Era cerca de esa playa por la que paseaba donde había sucedido todo, en el mar. Ese mar engulléndole y al tiempo el sentimiento de reconciliación con el mundo se materializaban con total nitidez en su cabeza. Por primera vez lograba recordar algo de ese día. Decidió sentarse en el banco del paseo y profundizar en ese recuerdo para evitar que se le escapara. Necesitaba entender.
El agua, cuando cayó, envolvía completamente cada parte de su cuerpo, como un cachorro de mastín que no parara de jugar sin medir sus fuerzas. Le abrazaba y él disfrutaba de su abrazo. Se sentía ligero, como un niño completamente libre. Por primera vez en su vida hacía algo sin miedo, sin pensar que no sería capaz. Disfrutaba en tiempo presente de un fabuloso día de sol de primavera en la playa. Lo siguiente que recuerda es que un hombre estaba a su lado en la arena con cara de preocupación, rodeado de sanitarios que decían al unísono: "¡respira!".
¿Qué había sucedido antes?. No lograba darle forma. Había sido una ruptura, algo terrible y doloroso aunque no podía ser amorosa porque, que él recordara, no tenía novia. Intuía que había sufrido mucho durante esa pérdida. ¿qué podía ser? Recordaba el dolor al separarse, y lo desagradable de la situación, la paz que le siguió luego. Fue justo antes del accidente, justo antes, de eso estaba seguro.
Los pasos en la calle eran casi lo único que se oía, alguna familia cenando dentro de sus casa y algún gato al olor de la comida. Uno tras otro, uno tras otro, cada vez más deprisa. Algo había dejado y lo había dejado en la casa. Lo sabía, era en la casa donde había sucedido. ¡¿qué coño era?!. Era en el maldito garaje. Había pasado allí. ¿Una discusión con un vecino?. Y luego él corriendo a toda prisa, saltando al mar. ¿Qué había sido?.

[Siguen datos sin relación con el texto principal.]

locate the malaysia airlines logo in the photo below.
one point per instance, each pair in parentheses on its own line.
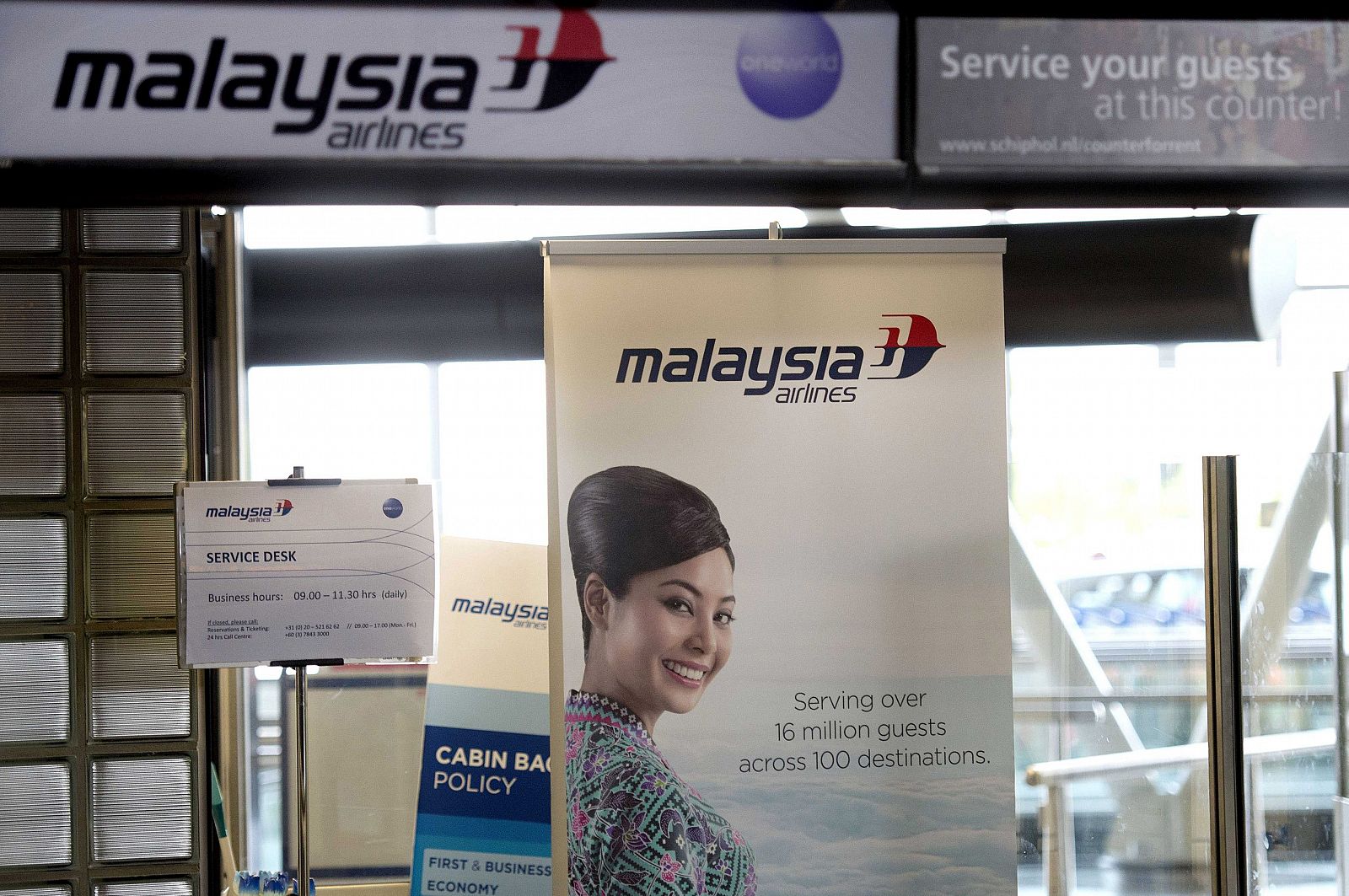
(253,514)
(823,372)
(916,341)
(355,99)
(578,54)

Se acercaba ya a casa con la conciencia de estar cerca del enigma. Encendió la luz del portal y buscó la luz del garaje para bajar a los contadores del agua, la casera le dijo donde estaban al principio de ir allí, cuando le enseñó la casa. Dio con la luz y abrió la puerta que bajaba por las escaleras. Y allí estaba ese alicatado de color crema, esa odiosa escalera limpia y reluciente que se iba estrechando a cada planta. El sótano de sus sueños se había materializado y sin embargo, él era incapaz de sentir ningún tipo de miedo, lo que sentía más bien era una atroz curiosidad por saber lo que había dejado allí. Eso estaba claro: era en ese sótano donde lo había dejado olvidado.
Era cuestión a analizar el hecho de haber soñado con ese sótano antes de conocerlo, pero lo era aún más bajar por el sitio que, con diferencia más miedo le había dado en su vida y no ser capaz de sentir nada.
Las llaves estaban en una puerta antes de entrar al garaje a la izquierda en la misma planta. Al fondo del garaje estaban los trasteros. No se explicaba quién limpiaría de esa manera tan neurótica los azulejos, era como un hospital... psiquiátrico. De pronto unos gritos atronadores sonaban en la zona de los trasteros. Atravesó todo el garaje oyendo con más nitidez que alguien aporreaba la puerta de uno de ellos pidiendo salir. El garaje estaba completamente vacío, ni un solo coche.
Los gritos se iban haciendo más lastimeros y más intensos y se concentraban en un punto muy concreto. A estas alturas bien sabía de qué trastero salían. Era un desgarro tan terrible que le hubieran helado la sangre a cualquiera... A cualquiera menos a él.
Se paró delante del trastero 17, dudando por un momento ante la horripilante angustia que había detrás de la puerta. La despedida había sido dolorosa, la congoja lo había hecho volver a ser un niño indefenso. La primera vez que bajó aquel sótano lo hizo de la mano del miedo. Ahora, al escuchar sus gritos a lo lejos, sabía que esa compañía nunca volvería a ser un problema.